Problem 1: Trump Approval
Trump Approval1.Download new Trump approval data using the url for the 538 website: https://projects.fivethirtyeight.com/trump-approval-data/approval_topline.csv. Be sure to download it from this link directly into R - do not download the .csv then load from your files. Use read_csv() and just paste in the url surrounded by “quotes”!
approval_topline <- read_csv(file = "https://projects.fivethirtyeight.com/trump-approval-data/approval_topline.csv")
##
## ── Column specification ────────────────────────────────────────────────────────
## cols(
## president = col_character(),
## subgroup = col_character(),
## modeldate = col_character(),
## approve_estimate = col_double(),
## approve_hi = col_double(),
## approve_lo = col_double(),
## disapprove_estimate = col_double(),
## disapprove_hi = col_double(),
## disapprove_lo = col_double(),
## timestamp = col_character()
## )
approval_topline <- approval_topline %>%
mutate(modeldate = mdy(modeldate))
Plot the approval (approve_estimate) of the President using data that aggregates all polls (check the subgroup variable). It might also be helpful to add the disapproval estimate to the same plot for extra context.
approval_topline %>%
filter(subgroup == "All polls") %>%
ggplot() +
geom_line(aes(x = modeldate, y = approve_estimate), color = 'green') +
geom_line(aes(x = modeldate, y = disapprove_estimate), color = 'red') +
ggtitle('Average Trump Approval Rating (%)') +
theme(plot.title = element_text(size = 13, face = 'bold', hjust = 0.5),
axis.text.y = element_text(size = 12, face = 'bold'),
axis.text.x = element_text(size = 12, face = 'bold'),
axis.title.y = element_blank(),
axis.title.x = element_blank(),
panel.grid.minor = element_blank()) +
scale_x_date(date_breaks = "4 month", date_labels = "%b") +
annotate("text", x = as.Date('2021-01-01'),
label = 'Disapproval', y = 50, size = 3, fontface = 'bold') +
annotate("text", x = as.Date('2021-01-01'),
label = 'Approval', y = 37, size = 3, fontface = 'bold')
Next, pick a period where approval ratings are out of the ordinary, or display some sort of unusual trend.
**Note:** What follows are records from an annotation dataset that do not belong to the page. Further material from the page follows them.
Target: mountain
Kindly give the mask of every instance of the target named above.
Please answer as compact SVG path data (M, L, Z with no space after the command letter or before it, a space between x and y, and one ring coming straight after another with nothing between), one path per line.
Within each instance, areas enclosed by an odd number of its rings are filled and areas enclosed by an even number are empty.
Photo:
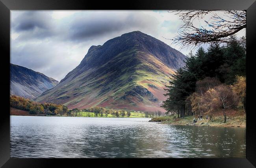
M35 99L59 82L23 66L10 64L10 94Z
M69 108L164 111L165 85L186 57L140 31L124 34L91 46L78 66L36 101Z

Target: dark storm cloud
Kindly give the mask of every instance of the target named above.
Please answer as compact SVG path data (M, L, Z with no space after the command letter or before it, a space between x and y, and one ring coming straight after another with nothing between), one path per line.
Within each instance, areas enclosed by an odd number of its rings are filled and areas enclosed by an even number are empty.
M11 20L12 31L19 34L18 40L45 39L56 35L50 12L23 12Z
M51 17L48 13L26 11L13 20L13 28L17 31L32 31L37 28L47 30L52 28L51 20Z
M155 28L155 18L143 13L138 15L123 13L83 15L78 17L71 23L68 38L72 41L88 40L107 34L122 30L137 30L138 29Z
M153 34L158 21L141 12L86 11L58 18L54 12L11 12L11 62L60 81L93 45L129 32Z

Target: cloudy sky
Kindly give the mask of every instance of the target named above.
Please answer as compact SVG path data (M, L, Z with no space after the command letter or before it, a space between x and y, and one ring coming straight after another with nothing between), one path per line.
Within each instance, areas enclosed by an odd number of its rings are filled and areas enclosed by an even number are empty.
M60 81L92 45L137 30L187 55L166 39L182 24L167 11L11 11L10 61Z

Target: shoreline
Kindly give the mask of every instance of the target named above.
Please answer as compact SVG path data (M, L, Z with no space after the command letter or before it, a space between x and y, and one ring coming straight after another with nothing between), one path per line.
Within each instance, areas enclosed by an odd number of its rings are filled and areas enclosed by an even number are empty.
M152 118L149 122L159 122L161 124L171 125L173 126L197 126L217 127L233 127L246 128L246 115L241 115L234 117L234 118L228 118L227 122L224 123L223 120L221 116L217 116L213 122L209 120L203 119L197 121L195 124L193 123L193 116L187 116L183 118L178 118L175 120L173 119L173 116Z

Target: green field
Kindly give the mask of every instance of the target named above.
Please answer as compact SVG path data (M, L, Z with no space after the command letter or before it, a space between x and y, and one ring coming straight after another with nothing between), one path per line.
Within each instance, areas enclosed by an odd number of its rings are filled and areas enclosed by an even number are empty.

Explain this trend using the events of that time period. For example, approval rating in January of 2019 was lower than normal due to the government shutdown. Answer: The approval ratings fell drastically in December, as there was an investigation in the the accusation of Russian interference in the 2016 election and reports of sexual misconduct. There was also major disapproval for the tax reform that Trump signed this month that lowered the corporate tax rate and dropped the individual tax rate for the richest people in America and put an expiration date on how long it would help the lower and middle class families and individuals that it did moderately help.
approval_topline %>%
filter(subgroup == "All polls", modeldate >= as.Date("2017-12-01"), modeldate <= as.Date("2018-01-01")) %>%
ggplot() +
geom_line(aes(x = modeldate, y = approve_estimate), color = 'green') +
geom_line(aes(x = modeldate, y = disapprove_estimate), color = 'red') +
ggtitle('Average Trump Approval Rating December 2017 (%)') +
theme(plot.title = element_text(size = 13, face = 'bold', hjust = 0.5),
axis.text.y = element_text(size = 12, face = 'bold'),
axis.text.x = element_text(size = 12, face = 'bold'),
axis.title.y = element_blank(),
axis.title.x = element_blank(),
panel.grid.minor = element_blank()) +
annotate("text", x = as.Date('2017-12-20'),
label = 'Disapproval', y = 55, size = 3, fontface = 'bold') +
annotate("text", x = as.Date('2017-12-20'),
label = 'Approval', y = 35, size = 3, fontface = 'bold')
Problem 2: Flight Delays In the flights data, are delays more likely on certain days of the week? This requires knowing how many flights leave each day. Answer: Yes. Departure and Arrival delays are more likely to happen on Thursdays.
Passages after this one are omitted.